#1209: Big Boi ft. Cutty – Shutterbugg

I wish I could say I was there and witnessed all the hype leading up to the release of Big Boi’s Lucious Left Foot album. I would have been 15 at the time, I was a functioning person then and aware of my surroundings to an extent. But, being a teenager, I was a lot more excited by Eminem’s new LP that had been released a couple weeks before. Back in school, Eminem was everyone’s favourite rapper. The music gave us something to talk and rave about. Yeah, Recovery hasn’t aged all that well. I was personally going through a real Beatles phase too. So I mention all of this to say I missed out on the obvious excitement there must have been, leading up to the first solo release by either of the members of OutKast.
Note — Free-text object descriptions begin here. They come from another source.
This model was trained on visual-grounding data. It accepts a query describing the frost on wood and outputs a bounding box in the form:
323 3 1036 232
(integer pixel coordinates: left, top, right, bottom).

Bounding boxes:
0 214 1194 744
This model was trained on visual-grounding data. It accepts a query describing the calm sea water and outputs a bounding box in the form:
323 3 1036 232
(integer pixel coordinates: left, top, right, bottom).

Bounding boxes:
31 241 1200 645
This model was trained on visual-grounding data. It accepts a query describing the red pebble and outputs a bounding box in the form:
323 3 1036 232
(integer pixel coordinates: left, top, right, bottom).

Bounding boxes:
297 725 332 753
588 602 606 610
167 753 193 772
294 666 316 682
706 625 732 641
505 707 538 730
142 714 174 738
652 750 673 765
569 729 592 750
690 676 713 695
But I did see the music video for ‘Shutterbugg’ one day around that time. Where it was, I couldn’t tell you. MTV Base, The Box. I want to say the latter channel. It might have actually been the day it premiered on Big Boi’s YouTube channel. Whatever it was, it was through the video that I heard the song for the first time, and the hyperbolic kid I was then thought, “Wow, we’re really living in the future now.” It was the start of the 2010s, it was an exciting time. The camera quality looked HD before HD was existing. Big Boi was looking clean. There’s a kaleidoscopic Cadillac in there at one point. In general, a wide variation of very cool imagery occurs in the video’s duration. It really holds up today. One of those prime examples where it somehow heightens the listening experience. And even without the video, ‘Shutterbugg’ has always been a hit. Not in the mainstream, commercial way (although if it wasn’t that, it shoulda been), but in the way that it immediately caught my attention ’cause of the musical elements and all.

The track’s an ode to the good times had by the ladies and gentlemen of the nightclubs, with Big Boi calling out to all them to get to dancing, “throw [their] deuces” (make peace signs) for the titular “shutterbuggs” (paparazzi). Big Boi delivers two great verses, the first in which he tells us how he’s the coolest person you know, with the second taking place from his point of view while in the club. Not sure if Cutty ever did anything after this song, but he has a nice little feature for the bridge. But what I always thought was the real highlight of the whole thing was the predominant use of the talkbox. In the 2000s, I don’t think anyone was using the talkbox anywhere in any kind of music. But suddenly here it was and used to great effect. The whole track is a sort of throwback in terms of the instruments used, and yet has always continued to sound so, so fresh.